The Lunacy brought a very competitive bunch of lunatics together for MASCAR's last BeachJet race of the year. Lewis was on form and set a torrid pace during the round robin, but after him things were tight...positions two to ten were separated by only four laps after ten minutes of racing. The Mains were predictably frenetic. With MASCAR's format, the winner can come from anywhere. Bubba, switched his off-road style pickup springs to standard Dr. Oogan's, on a recommendation by Lewis...this made his car more driveable, so he was the pacesetter in the C Main. Chasing him were Ron Brna, coming back after a long lay off, and Chris Mueller, just back from a Baghdad Max Security prison...plus Don Berbel (PA transplant to NC) and new racer, Tim Lane, doing very well in only his second race. Bubba did well enough to finish 6th overall. The B Main was really hard fought, Tim Keevin laid down a 25 on his second segment in White, to pull ahead of Vern "I can't race t-jets, they're too slow!" Dew, Mark Smith, Donny Pope, and Dan Mueller. Tim Keevin, made good use of all the laps he turned in testing, to end up 2nd overall! The A Main, started close with everyone pulling a 24 in the first segment, but Tom trailling on the yellow gutter, back a lap. Lewis ran a 25 on his favorite lane, yellow, to pull ahead. Tom, Ronnie and Bill all were back 3 laps at 46. The third segment, saw Lewis lose a lap back to the field on the Red gutter, and the other three were at 70. If we had looked at the B Main results at the time, we would have seen Tim with 71 laps at this point, and be concerned! The last segment saw Lewis seal the deal, with a 26 lap run on white, Bill picking up a lap on Red over Tom and Ronnie. So in the end Lewis won, Tim got second from the B Main, by 24 sections over Bill. Tom pipped Ronnie for fourth by 3 sections...and Bubba grabbed 6th, down another lap. Very close and intense racing, with some very quick cars on the hardest track in the series, Lunacy! 

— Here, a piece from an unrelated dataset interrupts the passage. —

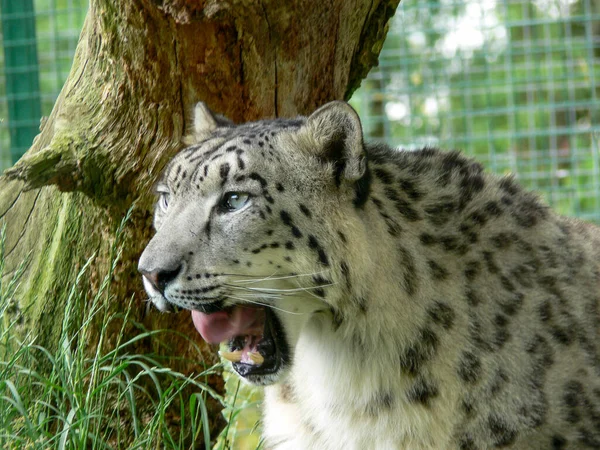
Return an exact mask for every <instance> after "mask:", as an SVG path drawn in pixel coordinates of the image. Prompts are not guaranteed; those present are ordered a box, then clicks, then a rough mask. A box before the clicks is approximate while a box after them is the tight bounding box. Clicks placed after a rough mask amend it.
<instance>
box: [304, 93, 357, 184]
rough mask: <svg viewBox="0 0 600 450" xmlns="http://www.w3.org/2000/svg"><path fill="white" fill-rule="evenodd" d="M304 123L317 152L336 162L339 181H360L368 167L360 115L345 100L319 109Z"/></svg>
mask: <svg viewBox="0 0 600 450" xmlns="http://www.w3.org/2000/svg"><path fill="white" fill-rule="evenodd" d="M305 127H306V128H307V129H308V130H309V131H308V132H309V133H310V135H311V137H312V138H313V140H314V141H315V143H316V148H315V149H314V150H313V151H314V152H315V153H316V156H317V157H319V158H321V159H323V160H324V161H327V162H330V163H333V165H334V167H335V179H336V184H338V185H339V184H341V181H342V180H343V179H346V180H349V181H357V180H359V179H361V178H362V177H363V175H364V173H365V171H366V170H367V161H366V154H365V151H364V145H363V134H362V126H361V123H360V119H359V117H358V114H356V111H354V109H352V107H351V106H350V105H349V104H348V103H346V102H340V101H336V102H331V103H327V104H326V105H324V106H322V107H320V108H319V109H317V110H316V111H315V112H314V113H313V114H311V115H310V116H309V117H308V119H307V120H306V125H305Z"/></svg>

Full pictorial race report:
http://www.bat-jet.com/mascar/5-22-10.html

Final season ending race is Super Stocks on Ronnie Jamerson's Church Hill Wiz track, in Gloucester, Virginia...Saturday, June 12th.
http://www.bat-jet.com/mascar/ronnies.html

Trophy race is at Robby Whiteed's new TKO monster track in Williamsburg, Virginia...Saturday, July 10th.
http://www.bat-jet.com/mascar/robby.html


----------



## sethndaddy (Dec 4, 2004)

:freak:Oh theres lots of Lunatics all right:freak:


----------